Siz de yönetimdeydiniz. Geçen yıl transferlerde ne hata vardı? Geçen yıl Beşiktaş için çok ağır bir dönemdi. Bugün üstünden zaman geçtiği için o günler tam anlaşılamaz. Beşiktaş, 11 puan farktan bir şampiyonluğu elleriyle Fenerbahçe'ye teslim etmiş, başkan ve yönetim kurulu istifa etmiş, olağanüstü kongre yapılmıştı. Camia, Beşiktaş'ın büyük olduğunu o anda göreceği hareketleri arzuluyordu. 11 puan farktan kaybedilen şampiyonluktan sonra camianın Beşiktaş'ın büyüklüğünü görmek istemesi doğaldı, insaniydi.

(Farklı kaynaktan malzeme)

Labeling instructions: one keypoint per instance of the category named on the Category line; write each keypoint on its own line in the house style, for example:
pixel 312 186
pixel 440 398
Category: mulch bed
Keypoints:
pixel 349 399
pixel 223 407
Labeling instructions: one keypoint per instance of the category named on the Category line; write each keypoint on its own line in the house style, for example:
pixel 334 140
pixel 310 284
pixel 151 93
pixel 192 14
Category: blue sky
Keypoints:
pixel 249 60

Real Madrid'in teknik direktörü getirilirken, İbrahim Toraman Fenerbahçe'nin elinden kapılırken, İnter'den Okan Buruk alınırken bu duygular rol oynadı. O günün teknik direktörsüz yapılan transferlerinde bazı hatalar olsa da bunlar anlaşılabilirdi. Ama bugün Beşiktaş olağanüstü günler geçirmiyor. Geçen senenin ikinci yarısından hocasını almış oturtmuş, takıma nisbeten bir disiplin ve fizik gücü gelmiş. Şimdi burada yapılması gereken şey genç, yaratıcı, yırtıcı futbolcularla takıma gençlik aşısı yapmak, fizik tempoyu artıracak, savaşçı, genç futbolcuları ilk 11'de belirli yerlere monte etmek. Beşiktaş yönetiminin vizyonu bu olmalı.

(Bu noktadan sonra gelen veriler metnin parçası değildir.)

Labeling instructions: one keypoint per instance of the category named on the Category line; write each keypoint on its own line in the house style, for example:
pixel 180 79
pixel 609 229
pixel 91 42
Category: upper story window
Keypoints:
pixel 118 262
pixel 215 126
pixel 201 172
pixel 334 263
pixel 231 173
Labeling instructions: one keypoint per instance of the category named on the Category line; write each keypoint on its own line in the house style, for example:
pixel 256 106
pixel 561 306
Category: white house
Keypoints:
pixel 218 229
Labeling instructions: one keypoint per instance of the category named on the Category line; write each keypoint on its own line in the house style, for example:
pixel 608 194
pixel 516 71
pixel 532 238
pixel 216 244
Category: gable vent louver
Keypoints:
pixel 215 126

G.Saray yönetimini nasıl buluyorsunuz? G.Saray yönetimindekiler benim dostum. Üstelik ben G.Saraylı değilim. Biri çıkıp, "G.Saraylı değilsin. Niye bu kadar G.Saray'ı düşünüyorsun?" demesin diye diğer camialara eleştirilerimi Beşiktaş'tan daha dikkatli yaparım. Sonuçta Beşiktaş benim kulübüm. Yöneticiliğini yapmışım. 40 senedir Beşiktaşlıyım. Beşiktaş'ı eleştirirken kimse arkasında bir başka düşünce aramaz. Ama G.Saray, F.Bahçe öyle değil. Onun için çok dikkatli söyleyeyim: Bu G.Saray taraftarını bu kadar üzmeye kimsenin hakkı yok.